Assisted living programs pride themselves on the activities that they offer, be it musicians, games, church services, or whatever else. While these do seem break up the monotony of daily routine, it seems to me that outside involvement from family and friends does as much to increase the quality of life of residents as in house entertainment. I always thought that the most content residents in my grandfather’s residence were those who were frequently among those they cared about and those whose family had taken the time to set up their rooms with as much comfort from home as possible. Although it is sometimes tiring to visit a loved one again and again, week after week, it makes the difference for those in need of assisted living. In particular, I know that due to my Grandfather’s Alzheimer’s, the few people that he recognizes are family members. For this reason, the visits from his family do much for his outlook.

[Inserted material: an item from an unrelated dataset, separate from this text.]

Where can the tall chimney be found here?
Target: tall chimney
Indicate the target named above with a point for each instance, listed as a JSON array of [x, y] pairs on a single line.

Depending on the outlook of a resident, assisted living appears to mean a variety of things, both positive and negative. It can mean better care, more attention, and a chance for stimulation and a social retirement. On the other hand, assisted living certainly means a loss of independence on many fronts. What seems most important is the care and support of family. Careful planning and research is crucial for finding the best program possible. Before you sign on the dotted line, survey the options, visit facilities, and meet staff.
Note: David Canter is a senior at Wesleyan University.